Um dos três cidadãos argentinos alvo de mandado de captura e extradição por parte da justiça norte-americana no âmbito do caso de corrupção na FIFA rendeu-se esta terça-feira em Itália, de acordo com a polícia italiana.
Alejandro Bulzaco - que tem passaporte italiano - apresentou-se ao final da manhã à polícia de Bolzano, no noroeste de Itália, acompanhado de dois advogados, tendo sido libertado com termo de identidade e residência.
Responsável da sociedade de marketing desportivo 'Torneos y Competencias' (TyC), Bulzaco é suspeito de irregularidades na atribuição de direitos televisivos em competições de futebol na América Latina, nomeadamente o campeonato argentino de 1992 a 2009.
O Departamento de Justiça dos Estados Unidos indiciou nove dirigentes ou ex-dirigentes e cinco parceiros da FIFA, acusando-os de conspiração e corrupção nos últimos 24 anos, num caso em que estarão em causa subornos no valor de 151 milhões de dólares.

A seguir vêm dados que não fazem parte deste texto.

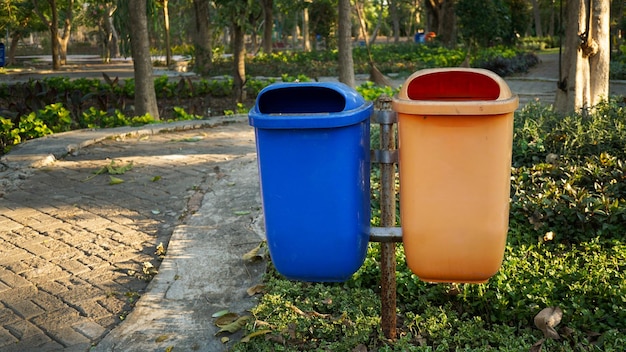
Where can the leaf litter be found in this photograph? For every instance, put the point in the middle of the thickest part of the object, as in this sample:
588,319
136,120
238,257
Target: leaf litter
112,169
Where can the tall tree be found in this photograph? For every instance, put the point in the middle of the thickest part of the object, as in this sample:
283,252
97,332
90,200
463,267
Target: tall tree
202,36
442,20
395,19
17,21
145,96
166,27
50,16
346,62
268,24
239,13
537,18
585,66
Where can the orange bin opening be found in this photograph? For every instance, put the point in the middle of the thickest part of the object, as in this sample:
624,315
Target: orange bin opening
453,86
455,129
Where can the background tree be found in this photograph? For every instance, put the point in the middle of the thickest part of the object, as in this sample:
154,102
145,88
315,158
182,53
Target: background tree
166,28
268,24
345,62
16,19
323,16
145,96
49,14
100,14
585,66
238,14
442,20
201,35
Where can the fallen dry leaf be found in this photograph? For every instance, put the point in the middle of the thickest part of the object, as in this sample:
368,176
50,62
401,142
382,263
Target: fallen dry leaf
536,347
547,319
226,319
234,326
255,253
260,288
161,338
360,348
248,337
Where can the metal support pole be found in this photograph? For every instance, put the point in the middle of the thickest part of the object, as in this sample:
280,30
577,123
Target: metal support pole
386,118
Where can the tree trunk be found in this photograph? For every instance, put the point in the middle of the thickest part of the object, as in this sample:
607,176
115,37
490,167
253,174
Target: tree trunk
268,24
145,96
537,18
54,35
585,67
168,44
395,19
306,36
239,56
15,38
202,37
443,20
67,30
346,63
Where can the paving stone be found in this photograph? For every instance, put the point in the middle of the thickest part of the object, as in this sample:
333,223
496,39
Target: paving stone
22,329
7,224
6,338
12,280
23,307
49,302
38,342
90,329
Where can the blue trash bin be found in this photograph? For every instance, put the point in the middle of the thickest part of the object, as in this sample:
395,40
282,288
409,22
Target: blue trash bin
313,147
2,61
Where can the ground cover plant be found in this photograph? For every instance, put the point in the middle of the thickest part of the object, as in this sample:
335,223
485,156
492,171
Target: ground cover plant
565,249
39,107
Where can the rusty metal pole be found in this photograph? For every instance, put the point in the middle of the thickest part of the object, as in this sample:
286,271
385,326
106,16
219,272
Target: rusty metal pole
386,119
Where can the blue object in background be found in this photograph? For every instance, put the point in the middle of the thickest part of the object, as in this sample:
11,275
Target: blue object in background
313,149
2,61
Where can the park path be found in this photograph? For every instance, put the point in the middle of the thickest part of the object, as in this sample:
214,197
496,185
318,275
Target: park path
76,250
73,246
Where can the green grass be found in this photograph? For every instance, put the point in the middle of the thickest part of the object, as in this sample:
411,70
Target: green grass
562,251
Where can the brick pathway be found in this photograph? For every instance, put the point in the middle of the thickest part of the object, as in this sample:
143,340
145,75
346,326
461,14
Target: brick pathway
73,246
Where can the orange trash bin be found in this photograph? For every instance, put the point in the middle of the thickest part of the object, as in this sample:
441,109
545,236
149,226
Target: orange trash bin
455,130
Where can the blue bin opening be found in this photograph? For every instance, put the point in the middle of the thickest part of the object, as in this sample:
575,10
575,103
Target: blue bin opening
301,100
313,145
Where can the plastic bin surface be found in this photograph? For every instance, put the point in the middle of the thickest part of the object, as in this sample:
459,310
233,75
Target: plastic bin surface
313,155
455,130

Entre os acusados estão dois vice-presidentes da FIFA, o uruguaio Eugenio Figueredo e Jeffrey Webb, das Ilhas Caimão e que é também presidente da CONCACAF (Confederação de Futebol da América do Norte, Central e Caraíbas), assim como o paraguaio Nicolás Leoz, ex-presidente da Confederação da América do Sul (Conmebol).
A acusação surge depois de o Ministério da Justiça e a polícia da Suíça terem detido Webb, Li, Rocha, Takkas, Figueredo, Esquivel e Marin na quarta-feira, num hotel de Zurique, a dois dias das eleições para a presidência da FIFA, à qual concorrem o atual presidente, o suíço Joseph Blatter, e Ali bin Al-Hussein, da Jordânia.
Simultaneamente, as autoridades suíças abriram uma investigação à atribuição dos Mundiais de 2018 e 2022 à Rússia e ao Qatar.